There is a wealth of literature on surrogate models, reduced-order surrogate models, and optimization with GP regression. We present in the following the main related works to our research field organized in (1) GP regression and FEM simulations, (2) GP regression trained with pure sensor data and (3) optimization with GP regression.
In the work of Roberts et al. [
6], they predict damage development in forged brake discs reinforced with Al-SiC particles using damage maps. In addition to Multilayer Perceptron (MLP), Roberts et al. [
6] utilize GP regression as a surrogate model. Loghin and Ismonov [
7] predict the stress intensity factors using GP regression trained with FEM results of a classical bolt-nut assembly use case. Ming et al. [
8] model an electrical discharge machining process with GP regression. Su et al. [
9] utilize GP regression as a surrogate in a structural reliability analysis of a large suspension bridge. In the work of Guo and Hesthaven [
10], GP regression is used as a reduced-order model for nonlinear structural analysis in a 1D and 3D use case, where data generation was performed with active learning. Hu et al. [
11] use GP regression to estimate residual stresses field of machined parts from two-dimensional numerical simulations. Yue et al. [
12] propose two active learning approaches using GP regression for a composite fuselage use case. In the work of Ortali et al. [
13] GP regression is used as a reduced-order surrogate model for fluid dynamics use cases. Venkatraman et al. [
14] use GP regression as a surrogate model of texture in micro-springs. GP regression can also be used on data with multiple fidelity levels, where Lee et al. [
15] investigate GP regression surrogate modeling with uncertain material properties of soft tissues and multi-fidelity data. Brevault et al. [
16] provide an overview of multi-fidelity GP regression techniques in the field of aerospace systems. GP regression can also be extended by methods that stack them or use them in a tree model. Civera et al. [
17] predict imperfections in pultruded glass fiber reinforced polymers with a treed method of GP regression trained with experimental data and FEM simulation results. Abdelfatah et al. [
18] propose a stacked GP regression to integrate different datasets and propagate uncertainties through the stacked model. GP regression can also be used for calibrating simulations, where Mao et al. [
19] use GP regression as a surrogate model in a Bayesian model updating method to calibrate FEM simulation of a long-span suspension bridge.

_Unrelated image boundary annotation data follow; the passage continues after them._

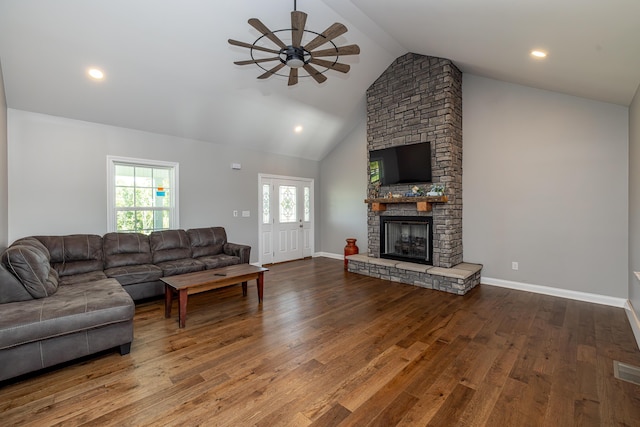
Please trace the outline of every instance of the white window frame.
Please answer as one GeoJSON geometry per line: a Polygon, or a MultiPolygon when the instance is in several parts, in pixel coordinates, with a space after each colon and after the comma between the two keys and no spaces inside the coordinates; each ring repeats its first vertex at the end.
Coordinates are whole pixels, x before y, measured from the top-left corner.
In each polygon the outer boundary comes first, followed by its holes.
{"type": "Polygon", "coordinates": [[[173,170],[171,188],[171,208],[169,209],[169,221],[171,228],[180,228],[180,215],[178,203],[178,176],[179,164],[177,162],[166,162],[162,160],[136,159],[132,157],[107,156],[107,230],[116,230],[116,186],[115,186],[115,166],[116,164],[128,164],[133,166],[143,166],[150,168],[171,168],[173,170]]]}

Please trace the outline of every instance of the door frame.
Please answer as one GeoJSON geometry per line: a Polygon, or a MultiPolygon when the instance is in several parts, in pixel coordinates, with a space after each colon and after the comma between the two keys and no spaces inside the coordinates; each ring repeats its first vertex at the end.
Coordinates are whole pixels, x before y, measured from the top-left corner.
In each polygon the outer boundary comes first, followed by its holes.
{"type": "MultiPolygon", "coordinates": [[[[265,257],[263,256],[263,245],[264,245],[264,238],[263,238],[263,223],[262,223],[262,216],[263,216],[263,205],[262,205],[262,185],[264,183],[264,181],[274,181],[274,180],[284,180],[284,181],[295,181],[296,183],[300,183],[301,181],[304,183],[308,183],[309,184],[309,189],[310,189],[310,198],[309,198],[309,202],[310,202],[310,206],[309,206],[309,247],[310,247],[310,252],[307,254],[304,252],[303,249],[303,257],[307,257],[307,256],[313,256],[313,254],[315,253],[315,180],[313,178],[304,178],[304,177],[296,177],[296,176],[287,176],[287,175],[273,175],[273,174],[266,174],[266,173],[259,173],[258,174],[258,264],[259,265],[263,265],[263,264],[270,264],[273,262],[273,255],[271,256],[270,259],[265,259],[265,257]]],[[[274,196],[275,192],[272,189],[271,195],[274,196]]],[[[272,212],[275,212],[273,209],[273,201],[275,199],[271,199],[271,205],[270,205],[270,209],[272,212]]],[[[272,214],[273,215],[273,214],[272,214]]],[[[272,216],[273,218],[273,216],[272,216]]],[[[271,224],[271,227],[273,227],[273,221],[271,224]]],[[[302,234],[301,234],[302,235],[302,234]]],[[[273,234],[271,235],[272,237],[272,242],[271,242],[271,248],[272,250],[274,250],[273,248],[273,234]]],[[[301,239],[304,240],[304,236],[301,237],[301,239]]]]}

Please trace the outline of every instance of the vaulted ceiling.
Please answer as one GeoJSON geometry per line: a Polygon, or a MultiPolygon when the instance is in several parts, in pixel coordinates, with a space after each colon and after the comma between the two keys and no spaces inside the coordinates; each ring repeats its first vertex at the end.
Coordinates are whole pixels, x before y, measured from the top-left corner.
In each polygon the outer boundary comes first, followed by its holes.
{"type": "Polygon", "coordinates": [[[256,65],[233,64],[249,50],[227,39],[261,36],[249,18],[286,29],[293,8],[292,0],[0,0],[7,105],[319,160],[362,120],[369,85],[407,52],[624,106],[640,84],[635,0],[300,0],[307,29],[347,26],[336,44],[361,49],[340,57],[349,73],[289,87],[286,77],[259,80],[256,65]],[[103,81],[87,77],[92,66],[103,81]]]}

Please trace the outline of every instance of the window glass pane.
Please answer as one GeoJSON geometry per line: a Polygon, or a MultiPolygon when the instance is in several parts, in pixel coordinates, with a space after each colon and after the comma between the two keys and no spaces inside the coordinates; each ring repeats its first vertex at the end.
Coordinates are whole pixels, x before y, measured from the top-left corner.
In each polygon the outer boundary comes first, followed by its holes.
{"type": "Polygon", "coordinates": [[[270,195],[271,195],[271,186],[269,184],[264,184],[262,186],[262,223],[269,224],[271,221],[271,212],[270,209],[270,195]]]}
{"type": "Polygon", "coordinates": [[[136,207],[153,207],[154,199],[153,199],[153,188],[136,188],[136,207]]]}
{"type": "Polygon", "coordinates": [[[134,206],[134,191],[132,187],[116,187],[116,207],[126,208],[134,206]]]}
{"type": "Polygon", "coordinates": [[[116,231],[135,231],[136,229],[135,211],[116,212],[116,231]]]}
{"type": "Polygon", "coordinates": [[[153,187],[153,169],[136,166],[136,187],[153,187]]]}
{"type": "Polygon", "coordinates": [[[304,187],[304,220],[305,222],[309,222],[311,220],[311,212],[309,210],[309,205],[311,199],[311,189],[309,187],[304,187]]]}
{"type": "Polygon", "coordinates": [[[156,206],[159,208],[170,208],[171,207],[171,191],[165,189],[164,196],[158,196],[158,192],[156,190],[156,206]]]}
{"type": "Polygon", "coordinates": [[[169,169],[155,169],[153,171],[153,186],[163,187],[165,190],[169,188],[170,184],[169,169]]]}
{"type": "Polygon", "coordinates": [[[133,185],[134,167],[127,165],[115,165],[116,185],[133,185]]]}
{"type": "MultiPolygon", "coordinates": [[[[132,159],[135,160],[135,159],[132,159]]],[[[113,216],[110,218],[111,231],[141,232],[148,234],[154,230],[176,228],[174,194],[177,163],[175,166],[154,165],[132,162],[112,163],[113,182],[110,194],[113,216]],[[115,220],[115,223],[114,223],[115,220]],[[113,229],[113,230],[112,230],[113,229]]]]}
{"type": "Polygon", "coordinates": [[[153,229],[154,230],[169,229],[169,211],[168,210],[153,212],[153,229]]]}
{"type": "Polygon", "coordinates": [[[136,216],[138,230],[153,230],[153,211],[138,211],[136,216]]]}
{"type": "Polygon", "coordinates": [[[280,222],[296,222],[296,187],[289,185],[280,186],[280,222]]]}

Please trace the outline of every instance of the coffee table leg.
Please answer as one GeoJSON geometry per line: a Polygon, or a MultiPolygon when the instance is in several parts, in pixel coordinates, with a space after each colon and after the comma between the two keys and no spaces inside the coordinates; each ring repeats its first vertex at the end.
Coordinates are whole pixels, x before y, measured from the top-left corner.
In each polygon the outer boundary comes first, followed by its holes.
{"type": "Polygon", "coordinates": [[[173,289],[165,283],[164,285],[164,317],[171,317],[171,304],[173,304],[173,289]]]}
{"type": "Polygon", "coordinates": [[[264,291],[264,273],[261,271],[258,273],[258,302],[262,302],[262,294],[264,291]]]}
{"type": "Polygon", "coordinates": [[[186,289],[180,289],[178,291],[178,317],[180,318],[180,327],[184,328],[187,321],[187,294],[186,289]]]}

In addition to the use of FEM data, GP regression also finds application in the use of pure sensor data, which we will discuss in the following. Tapia et al. [
20] use a GP regression based surrogate model of a laser powder-bed fusion process to predict melt pool depth. Yu et al. [
21] utilize–besides other thriving methods–a GP regression to model the relationship between geological variables and the broken rock zone thickness. Lee [
22] uses GP regression trained with experimental data to optimize wire arc additive manufacturing process deposition parameters. Saul et al. [
23] propose chained GP regression models based on non-linear latent function combination. Binois et al. [
24] provide a heteroskedastic GP regression approach and results of two use cases, namely manufacturing and management of epidemics.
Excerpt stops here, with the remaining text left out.